Noodzakelijke en wettelijk toegestane cookies zijn verplicht om de basisfunctionaliteit van Digibron te kunnen gebruiken.

Optionele cookies

Onderstaande cookies zijn optioneel, maar verbeteren uw ervaring van Digibron.

Bekijk het origineel

HET KOPEREN WASVAT

Bekijk het origineel

+ Meer informatie

HET KOPEREN WASVAT

De Tabernakel Zevende les.

7 minuten leestijd Arcering uitzetten

De beschrijving ervan vinden we vermeld in Exodus 30 : 18 - 21.

We lezen van de opdracht, van het materiaal, van de plaats waar het stond in het Voorhof en van de dienst eraan verbonden.

Exodus 38 geeft nog een bijzonderheid daarbij op, namelijk, dat het gemaakt was van koper en wel van de „spiegels” der vrouwen, die te hoop kwamen voor de deur van de tent der samenkomst.

Naar de Hebreeuwse tekst staat er: „De vrouwen die de strijd streden.” Het woord „de strijd” vinden we ook in Numeri 4 : 3: „Al wie tot deze strijd inkomt, om het werk in de tent der samenkomst te doen.”
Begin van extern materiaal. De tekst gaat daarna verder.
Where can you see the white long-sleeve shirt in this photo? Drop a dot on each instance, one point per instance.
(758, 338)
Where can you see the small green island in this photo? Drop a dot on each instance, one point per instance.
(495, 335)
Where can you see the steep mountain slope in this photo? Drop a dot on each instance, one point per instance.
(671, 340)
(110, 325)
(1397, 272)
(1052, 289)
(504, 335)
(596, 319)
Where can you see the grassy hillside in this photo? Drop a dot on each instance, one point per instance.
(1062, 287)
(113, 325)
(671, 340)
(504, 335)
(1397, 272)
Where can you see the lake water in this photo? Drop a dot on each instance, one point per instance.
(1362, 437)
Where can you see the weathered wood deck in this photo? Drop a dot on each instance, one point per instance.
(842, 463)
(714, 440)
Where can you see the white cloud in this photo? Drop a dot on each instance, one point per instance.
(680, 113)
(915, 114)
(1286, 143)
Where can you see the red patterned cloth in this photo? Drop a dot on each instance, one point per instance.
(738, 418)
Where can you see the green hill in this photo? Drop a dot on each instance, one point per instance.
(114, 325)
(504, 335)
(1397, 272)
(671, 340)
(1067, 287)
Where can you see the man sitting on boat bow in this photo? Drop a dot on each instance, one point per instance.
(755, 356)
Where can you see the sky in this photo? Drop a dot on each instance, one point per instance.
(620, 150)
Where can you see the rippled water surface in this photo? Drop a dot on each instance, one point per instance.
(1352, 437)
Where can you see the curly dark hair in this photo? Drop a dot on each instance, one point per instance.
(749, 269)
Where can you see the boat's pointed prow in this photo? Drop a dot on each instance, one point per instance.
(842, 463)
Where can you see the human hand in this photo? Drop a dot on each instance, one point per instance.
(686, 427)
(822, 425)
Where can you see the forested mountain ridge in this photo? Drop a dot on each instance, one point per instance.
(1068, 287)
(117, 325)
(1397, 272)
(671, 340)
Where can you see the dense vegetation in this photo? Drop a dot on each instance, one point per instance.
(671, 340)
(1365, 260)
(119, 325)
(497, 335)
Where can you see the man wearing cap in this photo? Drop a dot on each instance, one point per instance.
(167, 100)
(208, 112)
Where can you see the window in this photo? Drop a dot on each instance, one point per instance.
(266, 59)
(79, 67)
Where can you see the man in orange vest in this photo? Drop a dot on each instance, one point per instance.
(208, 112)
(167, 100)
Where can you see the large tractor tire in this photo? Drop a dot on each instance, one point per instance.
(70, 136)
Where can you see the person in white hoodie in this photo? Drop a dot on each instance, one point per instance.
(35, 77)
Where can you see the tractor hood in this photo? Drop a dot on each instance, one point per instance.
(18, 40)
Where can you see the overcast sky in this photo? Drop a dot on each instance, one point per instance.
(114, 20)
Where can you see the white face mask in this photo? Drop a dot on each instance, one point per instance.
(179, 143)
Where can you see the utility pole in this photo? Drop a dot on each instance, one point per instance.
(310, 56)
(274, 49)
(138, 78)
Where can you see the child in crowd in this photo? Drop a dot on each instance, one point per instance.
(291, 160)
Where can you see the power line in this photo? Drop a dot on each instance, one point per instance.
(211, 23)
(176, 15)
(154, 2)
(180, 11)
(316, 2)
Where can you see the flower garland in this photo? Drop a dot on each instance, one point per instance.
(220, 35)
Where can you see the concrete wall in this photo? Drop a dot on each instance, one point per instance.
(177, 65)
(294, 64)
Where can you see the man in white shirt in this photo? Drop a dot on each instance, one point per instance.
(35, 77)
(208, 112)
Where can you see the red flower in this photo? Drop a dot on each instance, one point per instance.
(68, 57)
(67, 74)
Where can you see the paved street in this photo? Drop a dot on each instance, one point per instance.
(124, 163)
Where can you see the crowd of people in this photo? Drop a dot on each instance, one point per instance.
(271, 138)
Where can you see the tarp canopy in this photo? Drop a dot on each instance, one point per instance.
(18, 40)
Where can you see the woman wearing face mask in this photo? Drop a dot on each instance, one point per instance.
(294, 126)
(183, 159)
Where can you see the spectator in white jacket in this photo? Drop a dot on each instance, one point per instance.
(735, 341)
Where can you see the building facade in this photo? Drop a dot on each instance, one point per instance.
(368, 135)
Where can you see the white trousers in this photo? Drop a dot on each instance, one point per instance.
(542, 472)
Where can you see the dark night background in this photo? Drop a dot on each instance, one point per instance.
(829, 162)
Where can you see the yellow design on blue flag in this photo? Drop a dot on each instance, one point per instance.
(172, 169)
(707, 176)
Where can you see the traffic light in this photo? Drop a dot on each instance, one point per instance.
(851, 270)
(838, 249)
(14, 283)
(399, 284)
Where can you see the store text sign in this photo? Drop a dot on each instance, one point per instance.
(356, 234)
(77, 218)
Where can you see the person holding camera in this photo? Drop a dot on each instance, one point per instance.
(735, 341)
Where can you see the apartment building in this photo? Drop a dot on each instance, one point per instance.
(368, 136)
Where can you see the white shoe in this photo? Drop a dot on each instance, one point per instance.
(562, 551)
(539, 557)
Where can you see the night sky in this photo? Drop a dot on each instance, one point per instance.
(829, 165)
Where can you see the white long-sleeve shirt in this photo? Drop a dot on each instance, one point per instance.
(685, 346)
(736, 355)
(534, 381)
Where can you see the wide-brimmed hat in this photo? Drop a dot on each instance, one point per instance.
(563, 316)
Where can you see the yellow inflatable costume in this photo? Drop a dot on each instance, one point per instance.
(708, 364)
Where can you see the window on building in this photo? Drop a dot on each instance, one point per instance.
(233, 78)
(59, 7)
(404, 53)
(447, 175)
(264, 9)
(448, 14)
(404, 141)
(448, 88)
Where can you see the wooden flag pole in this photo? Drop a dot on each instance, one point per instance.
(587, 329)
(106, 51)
Even een opmerking over die „te hoop komende vrouwen” vòòr de deur van de Tabernakel. Met deze vrouwen worden niet bedoeld in een zelfde zin als van de vrouwen in de dagen van Eli, wier godsdienst werd gebruikt tot een deksel van ontucht. O neen, het waren vrouwen, die zich in gebed en worsteling toewijdden aan de dienst des Heeren, zoals we lezen van „Anna” bij de „Voorstelling” van Jezus in de tempel.

De spiegels van de vrouwen waren dus van koper, d.w.z. het koper weerkaatste het beeld. Welnu, dit koper werd gegeven door de vrouwen voor de dienst des Heeren, dat was hier voor de vervaardiging van het wasvat. Welke vorm had het wasvat? Het had de vorm van een bol, een schaal. Men neemt dus aan: rond, evenals later in de tempel van Salomo.
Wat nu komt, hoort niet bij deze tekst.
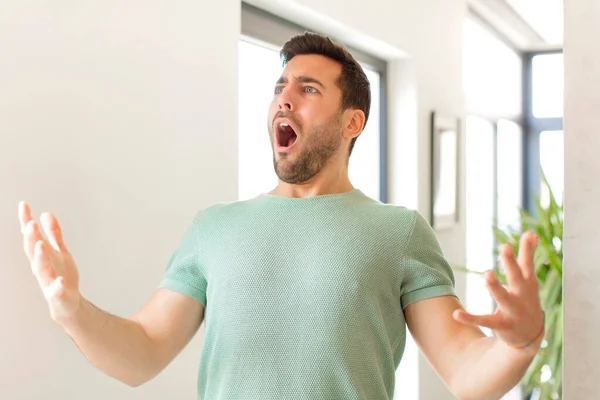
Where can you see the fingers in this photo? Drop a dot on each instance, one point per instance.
(514, 277)
(53, 231)
(527, 247)
(30, 237)
(56, 289)
(498, 292)
(488, 321)
(24, 215)
(41, 265)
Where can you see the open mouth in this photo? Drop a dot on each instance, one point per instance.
(285, 135)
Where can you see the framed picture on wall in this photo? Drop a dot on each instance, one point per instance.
(445, 132)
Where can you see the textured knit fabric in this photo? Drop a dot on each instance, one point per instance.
(304, 297)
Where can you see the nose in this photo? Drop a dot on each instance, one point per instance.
(285, 101)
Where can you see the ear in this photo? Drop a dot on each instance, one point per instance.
(354, 123)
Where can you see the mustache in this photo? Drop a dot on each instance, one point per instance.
(282, 114)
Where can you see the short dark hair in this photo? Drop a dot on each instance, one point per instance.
(353, 82)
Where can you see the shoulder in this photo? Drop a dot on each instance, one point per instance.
(222, 212)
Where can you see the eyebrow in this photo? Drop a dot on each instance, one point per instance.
(302, 79)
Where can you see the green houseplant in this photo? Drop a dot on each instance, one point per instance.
(543, 379)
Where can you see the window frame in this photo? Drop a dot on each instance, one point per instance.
(271, 31)
(532, 129)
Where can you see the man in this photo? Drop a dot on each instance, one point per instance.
(305, 291)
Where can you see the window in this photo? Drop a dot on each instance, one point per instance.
(544, 129)
(259, 68)
(547, 85)
(492, 74)
(510, 173)
(552, 164)
(481, 171)
(494, 168)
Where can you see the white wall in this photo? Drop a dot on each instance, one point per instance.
(120, 117)
(582, 194)
(114, 117)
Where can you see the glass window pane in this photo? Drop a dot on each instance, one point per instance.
(552, 163)
(510, 173)
(364, 168)
(480, 211)
(492, 73)
(547, 85)
(259, 69)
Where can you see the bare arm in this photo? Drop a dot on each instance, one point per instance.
(472, 365)
(131, 350)
(136, 350)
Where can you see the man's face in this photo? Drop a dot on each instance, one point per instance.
(305, 120)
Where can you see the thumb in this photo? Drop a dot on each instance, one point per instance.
(56, 290)
(53, 231)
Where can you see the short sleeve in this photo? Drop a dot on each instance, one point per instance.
(184, 272)
(426, 273)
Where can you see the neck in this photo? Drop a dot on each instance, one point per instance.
(328, 181)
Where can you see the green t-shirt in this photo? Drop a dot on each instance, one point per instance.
(304, 297)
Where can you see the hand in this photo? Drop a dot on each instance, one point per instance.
(519, 318)
(51, 263)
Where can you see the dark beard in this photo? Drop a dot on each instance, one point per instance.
(325, 141)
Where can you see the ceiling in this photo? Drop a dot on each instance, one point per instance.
(529, 25)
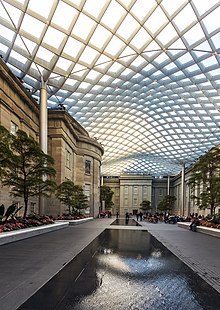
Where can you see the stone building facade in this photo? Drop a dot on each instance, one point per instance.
(77, 156)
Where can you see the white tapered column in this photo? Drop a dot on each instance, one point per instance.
(168, 185)
(182, 190)
(43, 132)
(43, 116)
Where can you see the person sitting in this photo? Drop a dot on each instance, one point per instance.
(194, 223)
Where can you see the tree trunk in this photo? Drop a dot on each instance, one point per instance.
(25, 207)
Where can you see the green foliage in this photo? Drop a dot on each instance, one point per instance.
(5, 151)
(167, 204)
(145, 205)
(27, 170)
(10, 212)
(106, 195)
(72, 196)
(205, 177)
(2, 210)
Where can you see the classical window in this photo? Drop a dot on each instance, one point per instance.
(14, 128)
(68, 158)
(87, 166)
(135, 190)
(126, 190)
(117, 192)
(87, 191)
(32, 207)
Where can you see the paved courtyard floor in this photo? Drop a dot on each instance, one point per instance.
(27, 264)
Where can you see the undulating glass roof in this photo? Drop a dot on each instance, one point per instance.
(142, 77)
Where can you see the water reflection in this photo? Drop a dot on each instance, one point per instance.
(131, 270)
(126, 221)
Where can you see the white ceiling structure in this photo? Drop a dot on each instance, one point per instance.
(141, 76)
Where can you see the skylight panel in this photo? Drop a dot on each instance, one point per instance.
(142, 8)
(209, 62)
(208, 20)
(167, 34)
(42, 10)
(72, 47)
(194, 34)
(9, 35)
(64, 15)
(3, 48)
(216, 40)
(116, 10)
(89, 55)
(92, 9)
(93, 75)
(156, 20)
(100, 37)
(141, 38)
(83, 26)
(184, 18)
(18, 57)
(26, 44)
(114, 46)
(13, 12)
(185, 58)
(172, 6)
(63, 63)
(36, 25)
(53, 37)
(127, 27)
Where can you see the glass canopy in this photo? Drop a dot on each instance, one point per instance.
(142, 77)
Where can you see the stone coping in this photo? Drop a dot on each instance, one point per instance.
(215, 232)
(16, 235)
(76, 222)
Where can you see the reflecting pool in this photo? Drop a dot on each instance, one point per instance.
(125, 269)
(130, 222)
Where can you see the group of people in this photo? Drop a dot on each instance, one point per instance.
(139, 216)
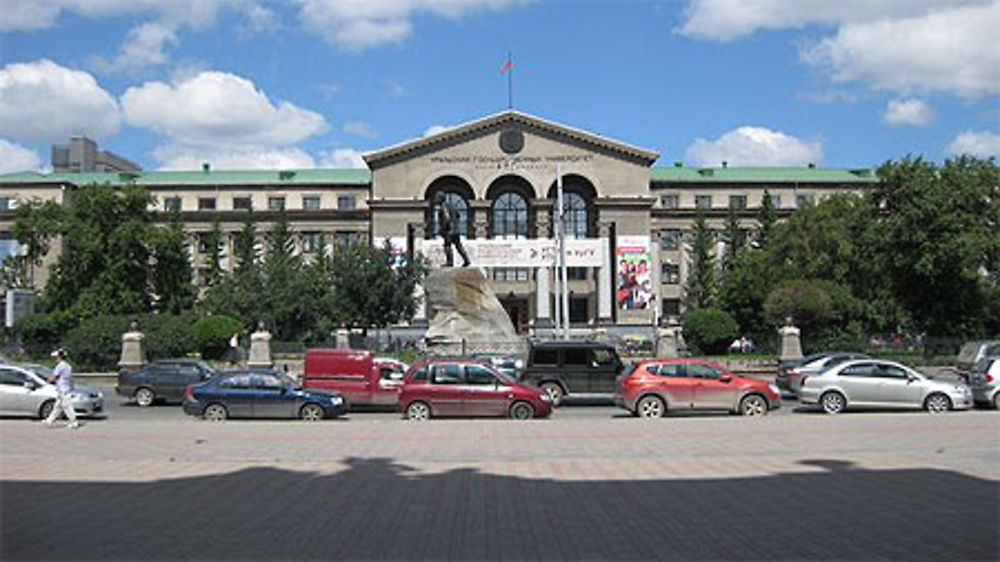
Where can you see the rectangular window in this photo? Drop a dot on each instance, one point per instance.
(275, 203)
(670, 201)
(311, 241)
(310, 202)
(242, 204)
(346, 203)
(670, 273)
(670, 239)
Het stond op een koperen voet. In de tempel van Salomo stond het wasvat op „12 runderen”.

Onder aan de voet van het wasvat was een reservoir met kranen, dus als een „bassin”, waarin de priesters hun handen en voeten konden wassen, tot de diensten in Gods heiligdom. Want noodzakelijk was de reiniging en de heiliging tot ’s Heeren dienst.

Maar, waar bleef het vuile water? Men neemt aan, dat onder dat reservoir een put was gemaakt, waarin dat vuile water kon weglopen. Het water uit het wasvat van Salomo’s tempel werd afgevoerd naar de beek Kedron.

Van deze heiliging sprak ook de zalving van het wasvat, in Exodus 40 : 11, waar we lezen: „Dan zult gij het wasvat zalven en deszelfs voet, en gij zult het heiligen.” Dat was met de heilige zalfolie.

We komen nu bij de plaatsing van het wasvat in het Voorhof.

Wanneer we in gedachten het „Voorhof” betreden, passeren we eerst het brandofferaltaar, hetwelk we hebben besproken. Tussen het brandofferaltaar en het „Heilige” met het „Heilige der Heiligen” stond het wasvat.

Eerst dus het altaar en dan het wasvat.

Hiervan ging een treffende spraak uit.

Eerst moest de „verzoening” met God plaats vinden. Want dààruit alleen vloeien al Gods heilsweldaden voort. Dat is immers de volgorde in de „orde des heils”, langs welke de Heere Zijn heilsweldaden wegschenkt.

Al die weldaden vloeien voort uit het enige en volkomen zoenoffer van Christus. Door Zijn dierbaar bloed heeft Hij de heilsweldaden verworven. Daarin ligt voor Gods Sion de enige grond van haar zaligheid!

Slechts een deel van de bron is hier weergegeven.